Today, when I’m faced with big decisions and uncertainty, there are four things I do:

  • I own my fears: I allow my mind to go to the worst-case scenario. (We do this as a team, too: We dive straight into our deepest fears when making big decisions together.) I think about what those worst-case scenarios could look like, and I envision them as vividly as I can. Then, I ask myself: What would I do if that happened? There’s something about having a plan for what you would do if the worst thing happened that allows you to more easily move forward.

  • I think about what could go right: I don’t just think about my fears; I also think about what could go well. What could the best case scenario look like? It’s so easy to get caught up in what could go wrong that we can talk ourselves out of doing things that could end up just fine. As helpful as it can be to have a plan for what could go wrong, it’s just as important to allow yourself to explore what can happen if things go right

  • I give up control: I live in the question and the uncertainty. It’s freeing. I realize that no matter how prepared I am, I still can’t control the outcome.

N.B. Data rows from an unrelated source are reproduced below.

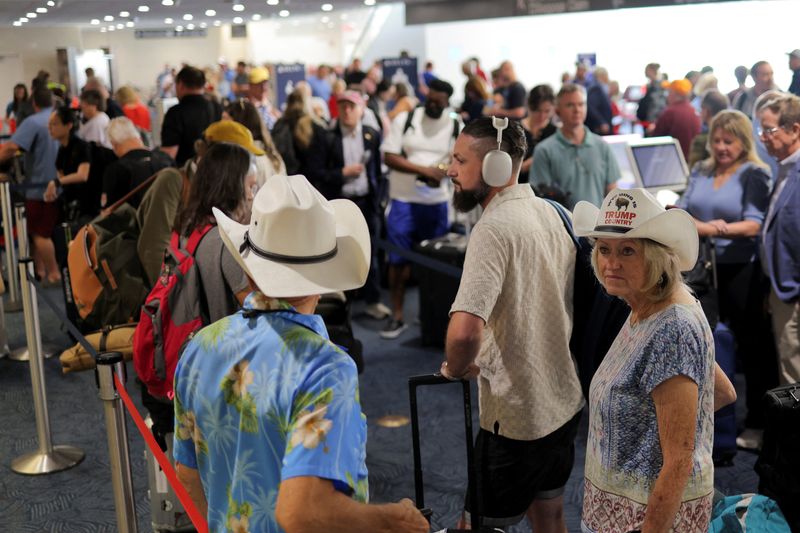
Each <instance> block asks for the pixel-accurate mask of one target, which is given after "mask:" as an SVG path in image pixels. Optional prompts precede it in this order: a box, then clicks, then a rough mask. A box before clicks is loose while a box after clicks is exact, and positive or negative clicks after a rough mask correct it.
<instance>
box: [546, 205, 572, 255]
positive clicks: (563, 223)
mask: <svg viewBox="0 0 800 533" xmlns="http://www.w3.org/2000/svg"><path fill="white" fill-rule="evenodd" d="M543 200H544V201H545V202H547V203H548V204H550V205H551V206H553V209H555V210H556V212H557V213H558V216H559V217H561V222H562V223H563V224H564V227H565V228H566V229H567V233H569V237H570V239H572V243H573V244H574V245H575V248H577V249H578V250H580V248H581V244H580V241H578V237H577V236H576V235H575V231H574V230H573V229H572V219H571V218H570V217H569V215H568V214H567V210H566V208H565V207H564V206H563V205H561V204H559V203H558V202H556V201H554V200H551V199H549V198H543Z"/></svg>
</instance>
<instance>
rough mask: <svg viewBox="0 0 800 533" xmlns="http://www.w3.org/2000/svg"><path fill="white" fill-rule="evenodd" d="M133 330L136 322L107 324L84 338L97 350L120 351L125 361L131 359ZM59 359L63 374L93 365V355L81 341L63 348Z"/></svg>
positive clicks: (98, 350)
mask: <svg viewBox="0 0 800 533" xmlns="http://www.w3.org/2000/svg"><path fill="white" fill-rule="evenodd" d="M134 331H136V323H131V324H121V325H119V326H108V327H105V328H103V329H102V330H100V331H97V332H95V333H90V334H88V335H86V340H87V341H89V344H91V345H92V346H93V347H94V349H95V350H97V351H98V352H120V353H122V355H123V357H125V360H126V361H130V360H131V359H133V332H134ZM59 359H60V360H61V371H62V372H63V373H64V374H68V373H69V372H79V371H81V370H92V369H93V368H94V366H95V364H94V357H92V355H91V354H90V353H89V352H87V351H86V348H84V347H83V345H81V343H77V344H76V345H75V346H73V347H72V348H68V349H66V350H64V352H62V353H61V357H59Z"/></svg>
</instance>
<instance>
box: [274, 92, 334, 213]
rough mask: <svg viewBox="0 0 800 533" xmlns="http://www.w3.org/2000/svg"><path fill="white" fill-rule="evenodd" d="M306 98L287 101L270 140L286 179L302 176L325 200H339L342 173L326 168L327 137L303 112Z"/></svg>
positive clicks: (305, 113) (328, 135)
mask: <svg viewBox="0 0 800 533" xmlns="http://www.w3.org/2000/svg"><path fill="white" fill-rule="evenodd" d="M306 109H307V107H306V102H305V95H304V94H303V92H302V91H297V90H296V91H294V92H293V93H292V94H290V95H289V98H288V99H287V100H286V110H285V111H284V112H283V117H281V119H280V120H278V122H276V123H275V127H274V128H273V129H272V137H273V139H274V140H275V146H277V148H278V151H279V152H280V153H281V156H282V157H283V160H284V162H285V163H286V172H287V173H288V174H289V175H293V174H302V175H303V176H305V177H306V178H307V179H308V181H309V182H311V184H312V185H313V186H314V187H316V188H317V190H318V191H319V192H321V193H322V194H323V196H325V198H328V199H333V198H339V197H340V196H341V190H342V178H341V173H337V172H332V171H331V170H332V169H329V168H328V166H329V165H328V162H329V161H328V160H329V158H330V133H329V132H328V130H326V129H325V128H323V127H322V126H320V125H319V124H317V123H316V122H315V121H314V119H313V118H312V117H311V115H309V114H308V111H306Z"/></svg>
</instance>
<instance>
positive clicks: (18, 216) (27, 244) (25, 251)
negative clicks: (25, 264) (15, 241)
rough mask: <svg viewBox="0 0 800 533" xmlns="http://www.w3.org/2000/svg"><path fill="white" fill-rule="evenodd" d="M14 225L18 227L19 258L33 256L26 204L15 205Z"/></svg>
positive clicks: (14, 213)
mask: <svg viewBox="0 0 800 533" xmlns="http://www.w3.org/2000/svg"><path fill="white" fill-rule="evenodd" d="M14 225H15V226H16V227H17V253H18V254H19V257H30V256H31V248H30V247H31V243H30V241H28V223H27V220H26V219H25V204H24V203H22V202H18V203H16V204H14Z"/></svg>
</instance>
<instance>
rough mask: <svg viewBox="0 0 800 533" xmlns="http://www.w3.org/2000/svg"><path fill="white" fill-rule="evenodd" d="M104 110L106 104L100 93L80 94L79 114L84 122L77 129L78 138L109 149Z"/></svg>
mask: <svg viewBox="0 0 800 533" xmlns="http://www.w3.org/2000/svg"><path fill="white" fill-rule="evenodd" d="M105 109H106V102H105V99H104V98H103V95H101V94H100V91H97V90H95V89H87V90H85V91H83V92H82V93H81V113H83V118H84V119H85V120H86V122H84V123H83V124H81V127H80V128H78V137H80V138H81V139H83V140H84V141H86V142H96V143H97V144H99V145H101V146H103V147H105V148H109V149H110V148H111V141H109V140H108V134H107V132H106V130H107V129H108V123H109V122H110V119H109V118H108V115H106V113H105Z"/></svg>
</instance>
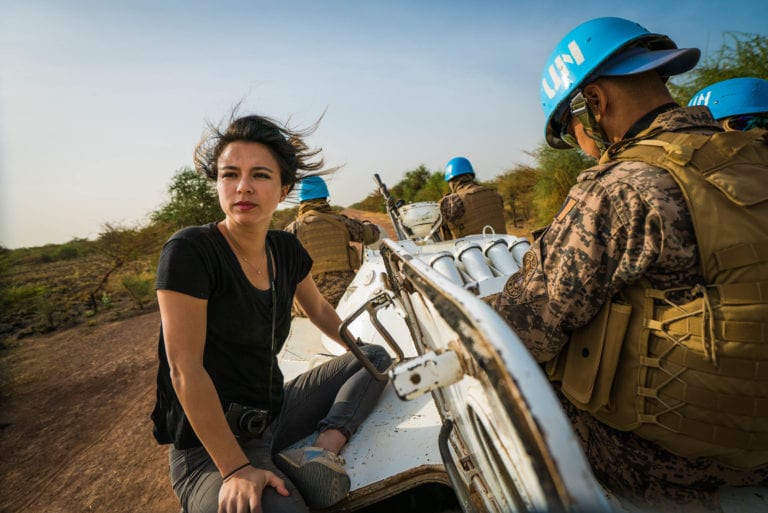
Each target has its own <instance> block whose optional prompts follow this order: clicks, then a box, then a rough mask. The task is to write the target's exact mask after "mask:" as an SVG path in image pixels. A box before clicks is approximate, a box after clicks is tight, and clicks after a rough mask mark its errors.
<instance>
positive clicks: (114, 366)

You have to take a risk knowing that it could end in the worst case, the best case, something in between, or something you didn't even think of. 

  • I learn: To me, learning is the best—and most certain—part of risk-taking. When I take risks, I totally embrace the learning process. I actually define success by how much I’m going to learn. When you think about it this way, it can totally change the way you perceive risks. 

On May 9th, 2007, I took a risk and started a company.

On May 9th, 2021, I took an even bigger risk and transitioned that company to follow a new dream of developing human leaders who make the world a better place.

And today, on May 9th, 2023, I celebrate 16 years as an entrepreneur and am the most aligned I’ve ever been in my business and my life.

The biggest lesson I’ve learned so far is that we must have the courage to take risks if we want to live fully in our lives. We must have the courage to take risks on our teams if we want to grow and evolve. We can’t have those things and play it safe.

Cheers to May 9th, and cheers to taking big risks that come with big growth! Thank you for being here and for encouraging me and supporting me along my journey. I’m rooting for you, too!